Parental Guidance…
Tuesday, December 8th, 2009
It is amazing the audacity of parents sometimes. I’ve already complained about the whole parents evening trauma – and believe me, it is a trauma. But this morning I had a classic. I’d just finished a teeth-pulling lesson on Chaucer with year eleven; serious agony for everyone involved, when Hilary from the office came tearing down the corridor. (I say tearing, it was more of an over-excited waddle.)
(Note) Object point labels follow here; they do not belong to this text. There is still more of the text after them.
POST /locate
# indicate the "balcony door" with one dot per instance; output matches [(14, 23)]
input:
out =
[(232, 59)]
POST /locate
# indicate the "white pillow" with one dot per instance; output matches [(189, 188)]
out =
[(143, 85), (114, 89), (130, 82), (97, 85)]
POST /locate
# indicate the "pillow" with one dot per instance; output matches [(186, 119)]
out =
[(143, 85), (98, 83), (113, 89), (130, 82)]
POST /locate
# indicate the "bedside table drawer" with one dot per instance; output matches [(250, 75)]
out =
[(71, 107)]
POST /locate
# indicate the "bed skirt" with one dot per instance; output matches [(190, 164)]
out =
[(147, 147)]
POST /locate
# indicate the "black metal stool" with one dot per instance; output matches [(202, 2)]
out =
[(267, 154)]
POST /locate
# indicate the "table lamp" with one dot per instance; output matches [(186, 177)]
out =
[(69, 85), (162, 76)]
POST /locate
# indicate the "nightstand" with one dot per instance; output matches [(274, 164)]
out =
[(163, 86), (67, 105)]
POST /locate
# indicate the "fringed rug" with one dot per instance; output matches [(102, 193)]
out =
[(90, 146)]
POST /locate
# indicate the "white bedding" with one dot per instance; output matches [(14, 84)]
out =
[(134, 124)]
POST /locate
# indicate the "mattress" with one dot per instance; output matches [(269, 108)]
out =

Apparently, Mrs Phillips (mother of the dreadful Kevin) was in reception, claiming that I was an hour late for a promised meeting with her. Hilary had tried, and failed, several times to explain to her that there was no way I’d have organised a meeting with her at 10:15am, because I was teaching then. But Mrs P would not be moved; she had proof she said. I had told Kevin I was seeing her then. Kevin, who wouldn’t even hear a fire alarm if it went off in his ear could not possibly have actually heard me say this; mainly because I didn’t say it, and even if I did say it, he wouldn’t have listened anyway.
So there she was, lying to me, and using her cretinous son as evidence. I stood firm, this was a matter of principle; and I told her in no uncertain terms that she was mistaken. I could see her start to doubt herself. I was winning. And, at the exact moment that her bottom lip started to wobble, the head walked past us and stopped: “Seems to have been a mix up, eh? Well, as Mrs Phillips is here now, you can see her anyway, can’t you Mr Baker?”
Words fail me.

Like many of the pupils here, one of our new boys who started this term, speaks virtually no English. It’s fairly normal here, but always presents an extra challenge in the never-ending quest for perfection. When I say virtually, I’m not exaggerating; the best Samir’s managed so far is a very earnest: “Yes.” Despite numerous hours of work with him, his English has not improved at all, and of course he’s not making any friends – apart from a disastrous attempt to ‘bond’ with one of the other boys in the class when Samir sat on the boy’s desk and started frantically raising his eyebrows and blinking. As you can imagine, it only served to further alienate him. Kids can indeed be cruel.
I really, really, really hate parent’s evening. A three hour marathon of either indignant and misplaced pride, or total and absolute apathy, served up in our freezing school hall, seated on crippling plastic chairs. Agony, in every respect.